«Quel champ de bataille nous laissons là aux Carthaginois
et aux Romains !» s'exclame Pyrrhos au moment de
quitter l'Italie en 275 av. J.-C. Effectivement, la Méditerranée
occidentale est le centre de l'affrontement décliné en trois
actes entre Carthage et Rome. Mais les guerres puniques
apparaissent surtout comme l'aboutissement logique des deux
siècles qui voient s'affirmer la prééminence de deux grandes
puissances, au détriment des forces grecques déclinantes.
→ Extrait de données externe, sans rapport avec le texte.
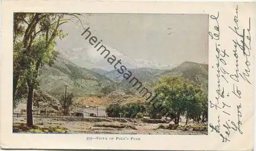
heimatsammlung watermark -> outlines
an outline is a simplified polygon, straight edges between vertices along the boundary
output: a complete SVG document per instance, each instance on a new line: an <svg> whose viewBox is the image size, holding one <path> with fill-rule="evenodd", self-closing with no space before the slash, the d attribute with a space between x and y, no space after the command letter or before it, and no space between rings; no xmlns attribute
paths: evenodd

Carthage est très tôt menacée par des prétentions d'ordre
impérialiste, qu'elles émanent d'Athènes ou d'Alexandre
le Grand. Dès le IVe siècle av. J.-C., la cité africaine accélère
sa politique de profondes réformes pour y faire face.
La métropole, solidement adossée à l'héritage phénicien,
va pourtant puiser du monde grec les outils nécessaires à
sa mue. Il était temps. Au siècle suivant, la coexistence qui
prévaut jusqu'alors entre Carthage et Rome ne résiste pas
au glissement des conquêtes romaines vers le sud de
l'Italie et à l'enjeu sicilien. Le danger ouvre la voie à un
rapprochement avec la sphère grecque. Et c'est aux
Barcides, Amilcar puis Hannibal, qu'échoit la tentative de
convertir l'aide logistique grecque en une véritable alliance
politique et militaire contre l'Urbs.
Par leurs engagements spectaculaires, notamment les
batailles de Cannes et Zama, l'étendue de leurs théâtres
d'opérations, les innovations militaires, l'envergure de
leurs principaux protagonistes et leurs conséquences durables,
les guerres puniques marquent un tournant dans
l'histoire antique du pourtour méditerranéen. En les réinsérant
dans l'histoire de la cité du IVe au IIe siècle av. J.-C., Khaled
Melliti donne à comprendre la vitalité comme les errements
d'une puissance unique et fascinante.